In contrast to the ample space devoted for a good part of the volume to notebooks of various types in whose pages artists deposited the results of their experiences and work, Pellegrini’slexcursus proceeds by also giving space to those who, lacking natural gifts and an education in the analysis of the image, nevertheless illustrated their texts by making use of figuration: no matter how elementary the solutions (the example of early Christian Rome described by Panvinio in the second half of the seventeenth century is worthwhile) the support of the image nevertheless proves valuable, and sometimes indispensable. Interpreting a casuistry that also contemplates a reference to scientific illustration, the author therefore reiterates the effectiveness of systematic recourse to a linguistic double track.

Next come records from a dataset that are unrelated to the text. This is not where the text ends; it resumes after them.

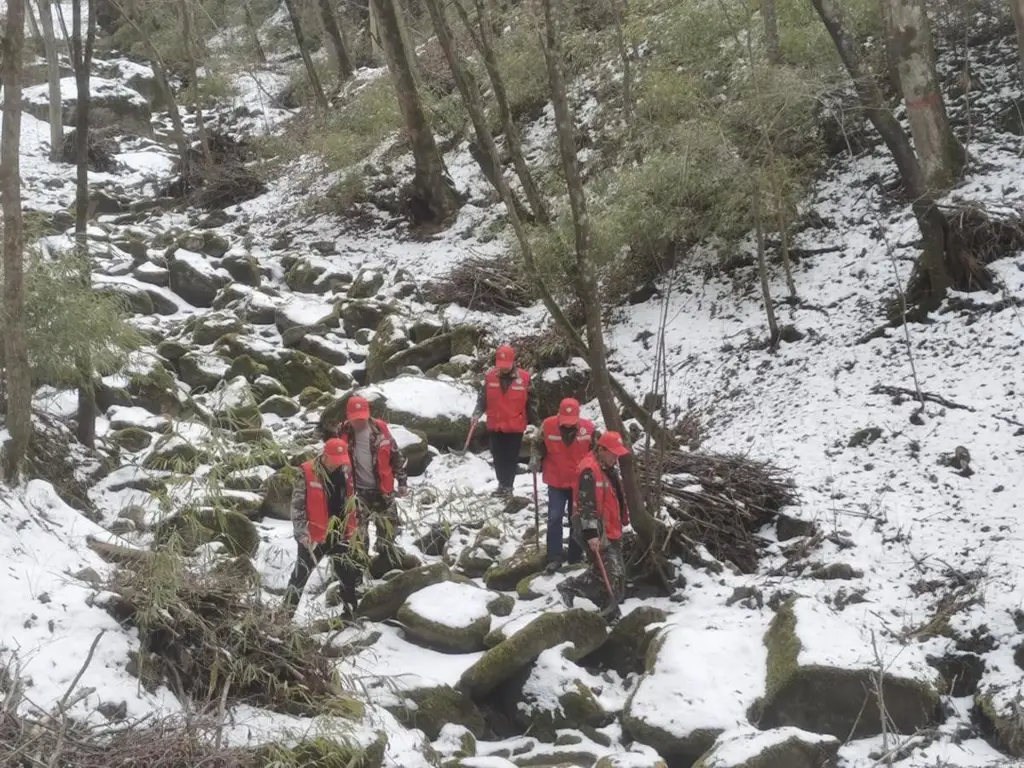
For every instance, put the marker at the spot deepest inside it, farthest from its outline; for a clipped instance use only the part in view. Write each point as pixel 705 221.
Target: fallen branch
pixel 892 391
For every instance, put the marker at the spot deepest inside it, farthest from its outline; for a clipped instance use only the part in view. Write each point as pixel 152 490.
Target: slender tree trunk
pixel 1017 8
pixel 53 77
pixel 434 198
pixel 773 334
pixel 15 352
pixel 471 98
pixel 933 262
pixel 82 60
pixel 773 48
pixel 484 44
pixel 307 60
pixel 341 58
pixel 587 279
pixel 942 157
pixel 254 33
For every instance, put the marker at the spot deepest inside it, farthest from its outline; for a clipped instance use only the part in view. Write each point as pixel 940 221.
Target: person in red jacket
pixel 510 403
pixel 600 508
pixel 324 525
pixel 376 474
pixel 563 441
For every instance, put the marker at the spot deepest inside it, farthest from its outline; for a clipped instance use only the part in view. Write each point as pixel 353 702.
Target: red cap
pixel 505 357
pixel 612 442
pixel 568 413
pixel 335 446
pixel 357 408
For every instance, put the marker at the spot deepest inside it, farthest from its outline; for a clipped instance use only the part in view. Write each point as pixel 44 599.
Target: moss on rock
pixel 586 630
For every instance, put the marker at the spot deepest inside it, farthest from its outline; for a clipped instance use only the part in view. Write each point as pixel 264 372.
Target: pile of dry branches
pixel 718 501
pixel 494 284
pixel 210 641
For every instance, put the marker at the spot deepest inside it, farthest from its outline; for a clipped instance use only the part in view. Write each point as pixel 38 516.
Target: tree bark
pixel 307 60
pixel 484 44
pixel 587 279
pixel 82 61
pixel 934 229
pixel 1017 9
pixel 942 157
pixel 341 58
pixel 53 78
pixel 15 352
pixel 434 200
pixel 773 48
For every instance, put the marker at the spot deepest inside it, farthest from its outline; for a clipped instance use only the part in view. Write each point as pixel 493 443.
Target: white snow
pixel 451 604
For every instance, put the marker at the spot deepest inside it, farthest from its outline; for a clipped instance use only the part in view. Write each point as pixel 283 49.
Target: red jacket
pixel 606 508
pixel 561 461
pixel 383 446
pixel 316 511
pixel 507 409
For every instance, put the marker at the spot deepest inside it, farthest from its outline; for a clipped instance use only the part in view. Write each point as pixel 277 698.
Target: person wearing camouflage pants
pixel 599 513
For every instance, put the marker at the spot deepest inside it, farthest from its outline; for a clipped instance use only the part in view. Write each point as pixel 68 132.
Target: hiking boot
pixel 567 597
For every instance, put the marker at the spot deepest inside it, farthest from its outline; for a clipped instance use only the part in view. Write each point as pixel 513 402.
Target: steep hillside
pixel 857 607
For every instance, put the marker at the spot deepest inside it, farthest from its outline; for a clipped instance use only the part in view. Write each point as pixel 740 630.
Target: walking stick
pixel 537 512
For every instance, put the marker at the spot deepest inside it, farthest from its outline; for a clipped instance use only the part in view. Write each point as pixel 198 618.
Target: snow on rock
pixel 704 678
pixel 49 574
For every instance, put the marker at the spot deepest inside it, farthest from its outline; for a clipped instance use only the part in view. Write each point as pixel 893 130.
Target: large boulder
pixel 194 279
pixel 390 338
pixel 678 707
pixel 449 616
pixel 781 748
pixel 384 601
pixel 506 574
pixel 822 672
pixel 584 629
pixel 431 709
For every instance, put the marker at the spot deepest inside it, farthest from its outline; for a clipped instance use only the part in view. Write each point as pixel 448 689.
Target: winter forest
pixel 511 383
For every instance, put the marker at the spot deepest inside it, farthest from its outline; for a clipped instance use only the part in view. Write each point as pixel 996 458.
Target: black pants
pixel 346 570
pixel 505 451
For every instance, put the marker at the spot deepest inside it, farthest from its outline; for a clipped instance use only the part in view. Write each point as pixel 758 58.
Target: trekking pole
pixel 537 512
pixel 607 583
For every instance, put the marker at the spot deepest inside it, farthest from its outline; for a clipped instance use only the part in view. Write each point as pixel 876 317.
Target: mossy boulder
pixel 449 616
pixel 781 748
pixel 389 339
pixel 132 439
pixel 279 406
pixel 629 641
pixel 505 576
pixel 998 708
pixel 431 709
pixel 384 601
pixel 805 689
pixel 585 630
pixel 296 371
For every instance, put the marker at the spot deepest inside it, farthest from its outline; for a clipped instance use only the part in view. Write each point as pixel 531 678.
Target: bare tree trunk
pixel 942 157
pixel 1017 8
pixel 341 58
pixel 587 285
pixel 933 268
pixel 15 352
pixel 773 47
pixel 471 98
pixel 82 61
pixel 484 44
pixel 254 33
pixel 433 198
pixel 186 32
pixel 773 334
pixel 307 60
pixel 53 77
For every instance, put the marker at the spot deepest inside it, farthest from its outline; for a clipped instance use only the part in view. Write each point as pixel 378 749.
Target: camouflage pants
pixel 590 584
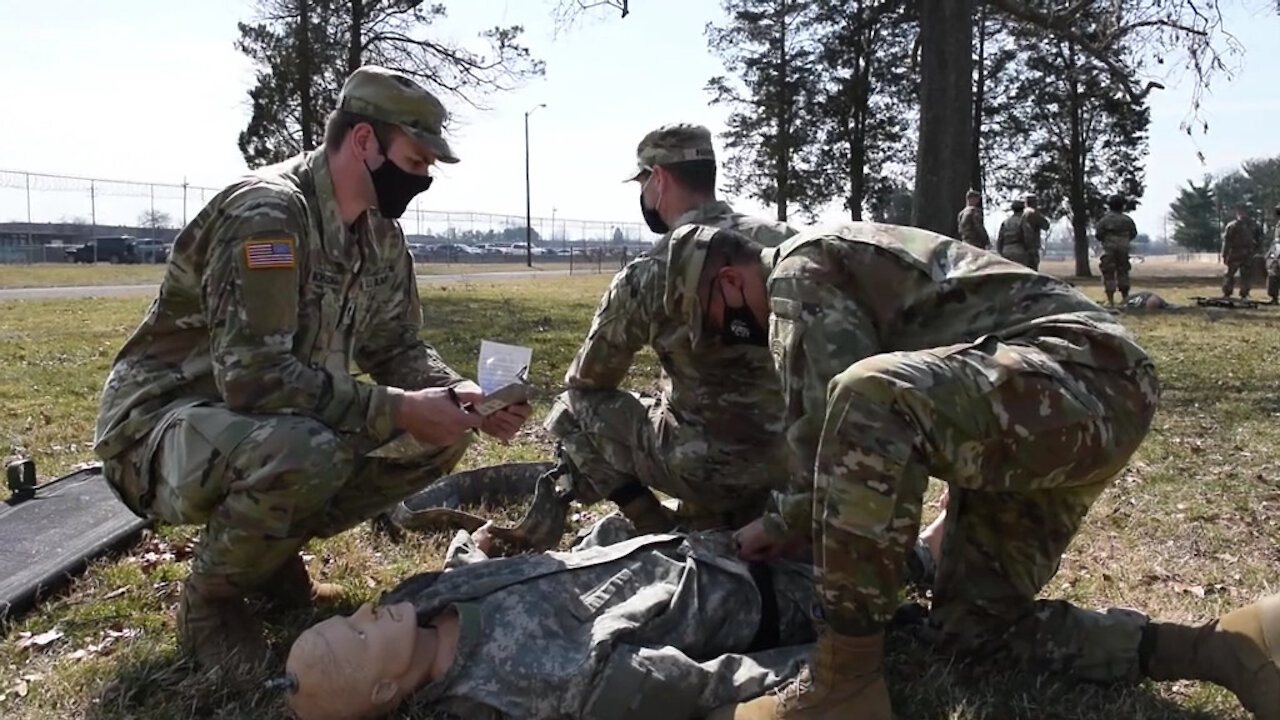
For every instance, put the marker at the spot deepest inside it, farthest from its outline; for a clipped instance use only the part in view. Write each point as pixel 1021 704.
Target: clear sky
pixel 154 90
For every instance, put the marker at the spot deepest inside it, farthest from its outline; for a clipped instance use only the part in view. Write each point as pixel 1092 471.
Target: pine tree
pixel 1194 214
pixel 305 49
pixel 772 91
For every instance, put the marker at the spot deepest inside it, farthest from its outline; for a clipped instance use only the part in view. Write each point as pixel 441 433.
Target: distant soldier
pixel 972 228
pixel 1010 240
pixel 1274 263
pixel 1239 244
pixel 1034 224
pixel 1115 231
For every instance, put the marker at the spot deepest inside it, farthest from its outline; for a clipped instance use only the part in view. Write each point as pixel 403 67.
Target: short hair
pixel 694 176
pixel 727 247
pixel 341 122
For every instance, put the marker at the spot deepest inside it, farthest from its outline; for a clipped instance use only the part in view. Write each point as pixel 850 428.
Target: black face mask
pixel 394 186
pixel 653 219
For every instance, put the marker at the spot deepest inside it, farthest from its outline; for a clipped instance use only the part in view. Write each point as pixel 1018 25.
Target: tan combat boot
pixel 292 587
pixel 1239 651
pixel 844 682
pixel 215 627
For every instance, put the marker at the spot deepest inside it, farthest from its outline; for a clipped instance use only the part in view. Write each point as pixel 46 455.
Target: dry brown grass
pixel 1192 529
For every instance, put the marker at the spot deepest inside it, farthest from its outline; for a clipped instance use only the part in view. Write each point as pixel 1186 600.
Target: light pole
pixel 529 209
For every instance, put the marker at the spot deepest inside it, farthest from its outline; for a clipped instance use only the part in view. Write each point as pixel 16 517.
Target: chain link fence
pixel 49 218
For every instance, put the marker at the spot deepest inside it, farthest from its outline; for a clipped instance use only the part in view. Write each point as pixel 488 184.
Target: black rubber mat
pixel 50 536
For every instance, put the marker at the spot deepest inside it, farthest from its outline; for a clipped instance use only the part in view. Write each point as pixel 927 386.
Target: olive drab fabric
pixel 905 355
pixel 713 436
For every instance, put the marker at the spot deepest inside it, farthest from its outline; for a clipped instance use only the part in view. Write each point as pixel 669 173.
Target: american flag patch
pixel 260 254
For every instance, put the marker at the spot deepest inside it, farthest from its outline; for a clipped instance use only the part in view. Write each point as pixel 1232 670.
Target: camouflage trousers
pixel 1115 270
pixel 616 438
pixel 1233 267
pixel 1022 255
pixel 1027 445
pixel 263 484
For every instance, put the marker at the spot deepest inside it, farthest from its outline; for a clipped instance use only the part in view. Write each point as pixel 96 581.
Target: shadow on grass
pixel 928 686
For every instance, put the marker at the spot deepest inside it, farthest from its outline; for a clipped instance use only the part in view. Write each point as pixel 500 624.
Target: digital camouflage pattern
pixel 392 96
pixel 713 438
pixel 905 354
pixel 1115 232
pixel 677 142
pixel 238 377
pixel 1239 245
pixel 657 625
pixel 972 228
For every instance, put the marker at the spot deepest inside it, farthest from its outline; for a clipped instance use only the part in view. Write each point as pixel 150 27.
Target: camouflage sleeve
pixel 251 302
pixel 392 352
pixel 620 328
pixel 817 333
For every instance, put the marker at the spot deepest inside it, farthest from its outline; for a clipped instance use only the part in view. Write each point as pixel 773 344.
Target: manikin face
pixel 355 666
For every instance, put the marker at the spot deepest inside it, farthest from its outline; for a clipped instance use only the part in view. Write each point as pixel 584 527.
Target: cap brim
pixel 437 144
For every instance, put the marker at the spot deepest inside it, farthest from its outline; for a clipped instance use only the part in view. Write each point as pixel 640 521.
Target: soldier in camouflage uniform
pixel 654 627
pixel 1114 232
pixel 1274 263
pixel 712 438
pixel 970 222
pixel 1239 246
pixel 904 354
pixel 1010 240
pixel 233 405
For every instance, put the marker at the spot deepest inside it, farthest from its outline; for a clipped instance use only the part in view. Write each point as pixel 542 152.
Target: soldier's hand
pixel 433 417
pixel 754 542
pixel 504 423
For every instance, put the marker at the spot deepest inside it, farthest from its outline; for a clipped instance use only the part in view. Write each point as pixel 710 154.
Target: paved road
pixel 142 290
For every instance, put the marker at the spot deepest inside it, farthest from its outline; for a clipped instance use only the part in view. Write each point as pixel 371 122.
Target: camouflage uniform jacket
pixel 853 291
pixel 1239 241
pixel 972 228
pixel 1115 231
pixel 265 302
pixel 616 630
pixel 728 391
pixel 1034 223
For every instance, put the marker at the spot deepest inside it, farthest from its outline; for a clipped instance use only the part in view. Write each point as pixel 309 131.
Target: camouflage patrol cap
pixel 391 96
pixel 671 144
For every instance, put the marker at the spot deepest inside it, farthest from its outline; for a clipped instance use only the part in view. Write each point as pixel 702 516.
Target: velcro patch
pixel 269 253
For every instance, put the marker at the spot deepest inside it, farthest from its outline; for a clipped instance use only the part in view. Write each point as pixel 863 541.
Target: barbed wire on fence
pixel 36 214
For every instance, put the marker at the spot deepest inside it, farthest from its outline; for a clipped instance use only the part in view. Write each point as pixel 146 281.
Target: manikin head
pixel 364 665
pixel 676 171
pixel 717 278
pixel 382 140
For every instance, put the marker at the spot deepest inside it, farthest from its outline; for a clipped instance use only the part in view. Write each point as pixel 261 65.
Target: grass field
pixel 1192 529
pixel 64 274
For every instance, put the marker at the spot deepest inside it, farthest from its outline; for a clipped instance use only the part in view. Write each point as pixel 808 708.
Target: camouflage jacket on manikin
pixel 842 294
pixel 1033 224
pixel 265 302
pixel 730 392
pixel 1115 231
pixel 972 228
pixel 621 629
pixel 1239 241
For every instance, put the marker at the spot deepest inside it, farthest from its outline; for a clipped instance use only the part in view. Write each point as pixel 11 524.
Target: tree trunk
pixel 979 99
pixel 356 42
pixel 307 114
pixel 782 159
pixel 1079 212
pixel 944 158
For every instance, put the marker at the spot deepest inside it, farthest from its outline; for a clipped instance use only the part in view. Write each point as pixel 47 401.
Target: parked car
pixel 115 249
pixel 152 250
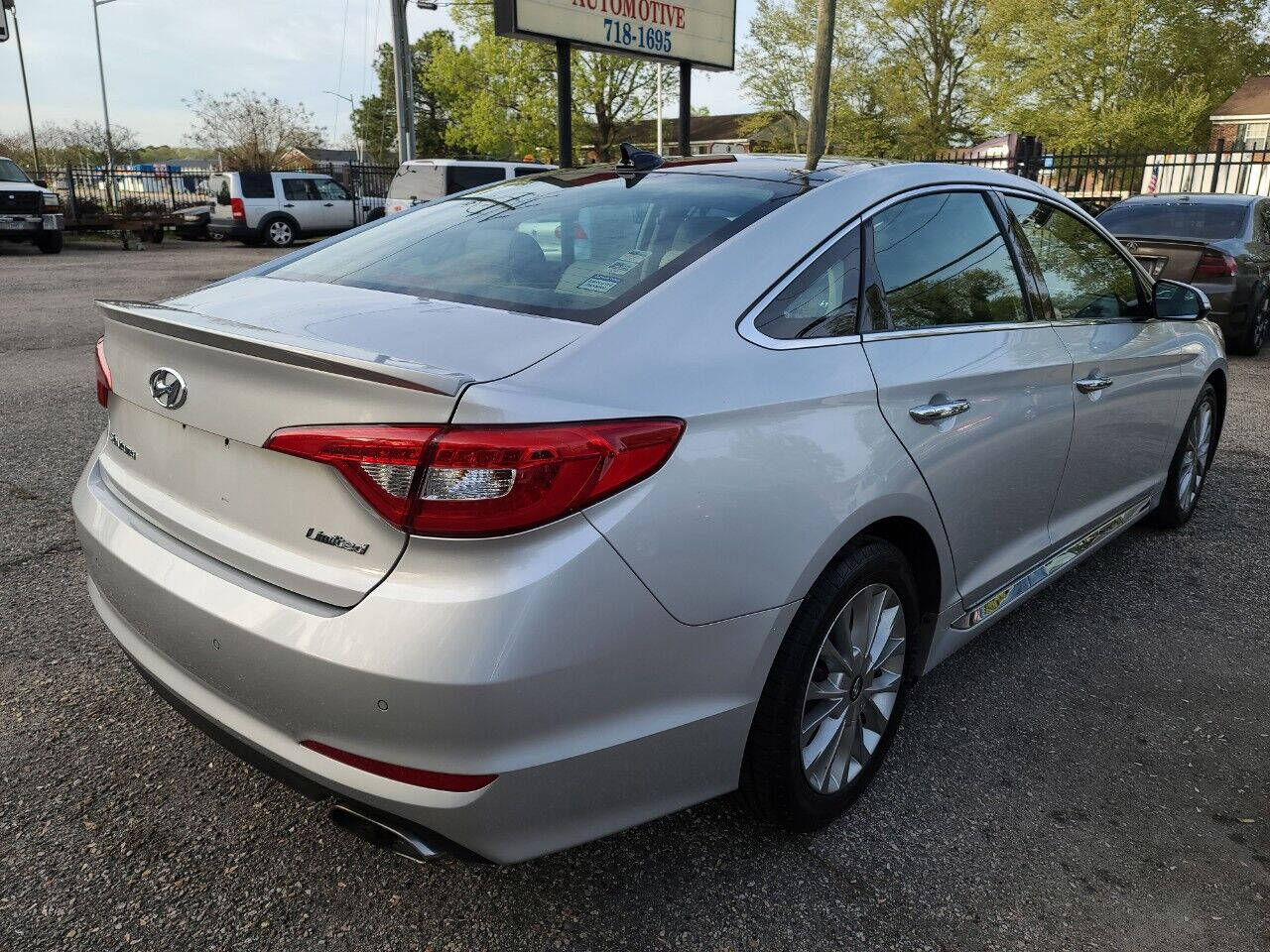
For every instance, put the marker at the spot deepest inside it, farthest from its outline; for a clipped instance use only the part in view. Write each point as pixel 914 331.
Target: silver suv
pixel 281 207
pixel 557 506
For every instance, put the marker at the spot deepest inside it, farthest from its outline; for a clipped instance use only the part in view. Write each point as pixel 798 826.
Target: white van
pixel 281 207
pixel 423 179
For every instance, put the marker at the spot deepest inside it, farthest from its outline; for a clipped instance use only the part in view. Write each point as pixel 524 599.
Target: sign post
pixel 693 33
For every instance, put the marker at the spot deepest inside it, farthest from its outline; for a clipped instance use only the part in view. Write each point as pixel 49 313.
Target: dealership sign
pixel 699 32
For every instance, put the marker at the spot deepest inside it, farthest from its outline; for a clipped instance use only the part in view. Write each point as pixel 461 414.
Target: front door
pixel 978 393
pixel 1127 370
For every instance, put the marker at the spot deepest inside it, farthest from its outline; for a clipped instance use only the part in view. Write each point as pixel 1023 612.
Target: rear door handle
pixel 934 413
pixel 1089 385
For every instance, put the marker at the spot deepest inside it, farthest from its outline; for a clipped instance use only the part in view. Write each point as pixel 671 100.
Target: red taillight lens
pixel 1214 264
pixel 380 462
pixel 104 385
pixel 485 480
pixel 434 779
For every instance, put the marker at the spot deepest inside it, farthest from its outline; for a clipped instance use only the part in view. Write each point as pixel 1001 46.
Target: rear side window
pixel 1162 218
pixel 299 189
pixel 576 244
pixel 257 184
pixel 821 302
pixel 942 261
pixel 460 178
pixel 1084 277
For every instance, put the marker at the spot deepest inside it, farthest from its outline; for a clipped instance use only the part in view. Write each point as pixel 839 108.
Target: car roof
pixel 1196 197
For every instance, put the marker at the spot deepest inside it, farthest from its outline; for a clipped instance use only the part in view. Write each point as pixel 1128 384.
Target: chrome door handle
pixel 1089 385
pixel 934 413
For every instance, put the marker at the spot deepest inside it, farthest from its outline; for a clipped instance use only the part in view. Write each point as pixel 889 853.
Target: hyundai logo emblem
pixel 168 389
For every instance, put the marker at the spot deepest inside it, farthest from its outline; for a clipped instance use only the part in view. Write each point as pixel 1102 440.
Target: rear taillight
pixel 1215 264
pixel 485 480
pixel 104 385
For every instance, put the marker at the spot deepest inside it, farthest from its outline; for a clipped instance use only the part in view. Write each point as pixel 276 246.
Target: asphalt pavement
pixel 1093 774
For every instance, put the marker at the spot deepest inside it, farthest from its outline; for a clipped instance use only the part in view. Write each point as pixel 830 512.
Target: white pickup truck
pixel 28 209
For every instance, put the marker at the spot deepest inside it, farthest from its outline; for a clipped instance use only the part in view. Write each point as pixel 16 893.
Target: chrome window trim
pixel 747 327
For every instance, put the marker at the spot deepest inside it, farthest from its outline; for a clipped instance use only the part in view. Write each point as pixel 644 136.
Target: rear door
pixel 978 393
pixel 300 199
pixel 336 204
pixel 259 195
pixel 1127 368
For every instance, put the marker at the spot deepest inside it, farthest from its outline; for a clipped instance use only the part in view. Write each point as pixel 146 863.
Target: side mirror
pixel 1175 301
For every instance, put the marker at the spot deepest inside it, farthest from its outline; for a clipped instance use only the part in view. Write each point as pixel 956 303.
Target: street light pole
pixel 105 109
pixel 22 64
pixel 403 72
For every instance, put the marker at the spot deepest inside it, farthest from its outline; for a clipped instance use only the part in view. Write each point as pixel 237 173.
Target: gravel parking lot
pixel 1093 774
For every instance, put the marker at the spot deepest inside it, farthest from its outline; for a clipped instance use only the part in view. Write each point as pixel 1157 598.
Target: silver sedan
pixel 552 507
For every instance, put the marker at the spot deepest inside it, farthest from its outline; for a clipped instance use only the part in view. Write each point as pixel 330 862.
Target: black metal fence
pixel 153 193
pixel 1101 179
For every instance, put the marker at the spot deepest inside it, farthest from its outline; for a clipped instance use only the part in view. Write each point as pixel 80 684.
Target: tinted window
pixel 942 261
pixel 1199 220
pixel 578 245
pixel 417 182
pixel 821 302
pixel 1084 277
pixel 330 189
pixel 463 177
pixel 257 184
pixel 299 189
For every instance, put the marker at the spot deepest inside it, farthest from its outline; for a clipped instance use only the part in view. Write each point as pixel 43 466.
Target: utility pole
pixel 825 16
pixel 105 109
pixel 403 71
pixel 22 64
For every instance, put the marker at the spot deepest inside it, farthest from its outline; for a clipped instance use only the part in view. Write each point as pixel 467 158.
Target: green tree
pixel 1116 73
pixel 375 117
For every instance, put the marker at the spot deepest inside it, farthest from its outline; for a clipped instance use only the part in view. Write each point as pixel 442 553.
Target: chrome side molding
pixel 1049 569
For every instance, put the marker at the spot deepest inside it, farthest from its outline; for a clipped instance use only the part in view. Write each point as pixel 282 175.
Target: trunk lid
pixel 258 354
pixel 1174 259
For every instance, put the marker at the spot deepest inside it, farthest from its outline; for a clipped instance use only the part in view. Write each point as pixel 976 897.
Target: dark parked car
pixel 1216 243
pixel 191 222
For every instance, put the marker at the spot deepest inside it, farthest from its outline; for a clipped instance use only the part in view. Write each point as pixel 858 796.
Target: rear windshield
pixel 1194 220
pixel 418 182
pixel 576 245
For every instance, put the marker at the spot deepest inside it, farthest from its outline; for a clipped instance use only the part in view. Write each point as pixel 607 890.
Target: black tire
pixel 1175 507
pixel 1257 331
pixel 772 778
pixel 278 232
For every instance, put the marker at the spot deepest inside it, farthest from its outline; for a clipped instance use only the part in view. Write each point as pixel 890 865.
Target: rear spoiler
pixel 270 344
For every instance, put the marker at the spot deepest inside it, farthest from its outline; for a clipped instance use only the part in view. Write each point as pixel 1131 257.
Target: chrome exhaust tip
pixel 384 832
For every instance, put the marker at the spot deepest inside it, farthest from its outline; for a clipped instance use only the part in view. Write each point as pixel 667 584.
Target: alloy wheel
pixel 852 689
pixel 1199 443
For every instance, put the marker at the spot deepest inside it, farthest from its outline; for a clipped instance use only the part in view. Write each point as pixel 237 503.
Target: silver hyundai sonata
pixel 557 506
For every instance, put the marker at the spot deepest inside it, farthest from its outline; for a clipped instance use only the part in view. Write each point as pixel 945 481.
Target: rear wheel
pixel 1259 329
pixel 1189 468
pixel 835 690
pixel 280 232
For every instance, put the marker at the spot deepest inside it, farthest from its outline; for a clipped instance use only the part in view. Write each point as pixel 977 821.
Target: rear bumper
pixel 540 658
pixel 234 229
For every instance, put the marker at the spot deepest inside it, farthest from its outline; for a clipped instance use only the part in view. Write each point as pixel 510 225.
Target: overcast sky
pixel 158 53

Between the eighteenth and nineteenth centuries, two great intellectuals, Diderot and Goethe, both engaged in the study and reflection on art, confirm a dualism that is reflected in contemporary art criticism. The contribution of the former, actively present in the Salons, is expressed above all through words, whereas the latter makes use of drawing with skill and lively participation: although Goethe’s graphic exercise is delivered to unbound papers, Pellegrini acutely detects in them a proceeding that, in association with the text (see the Journey to Italy), reflects the original structure of the artist’s Notebook, the object at hand in which the movements, pauses, reflections and acquisitions of the possessor are poured.

From the Notebook to art history: the truly massive complex of readings and studies that prompted Pellegrini to work on the most intimate aspects of artistic elaboration (exemplified on the cover by a workshop boy seated on the floor drawing while resting a booklet on one knee), the treatment looks out over the beginnings of modern art history: Ruskin’s refined visual investigations, Giovanni Morelli’s pragmatic use of drawing, the mixture of sketch and word in the Crowe-Cavalcaselle workshop that is still striking in its lucidity and effectiveness, are just a few of the examples probed by Pellegrini, which often betray lineluctability of drawing. And over all lirruzione of photography and camera: moments that provoked revelatory reactions and that only provisionally conclude the sharp path traced by La memoria in tasca.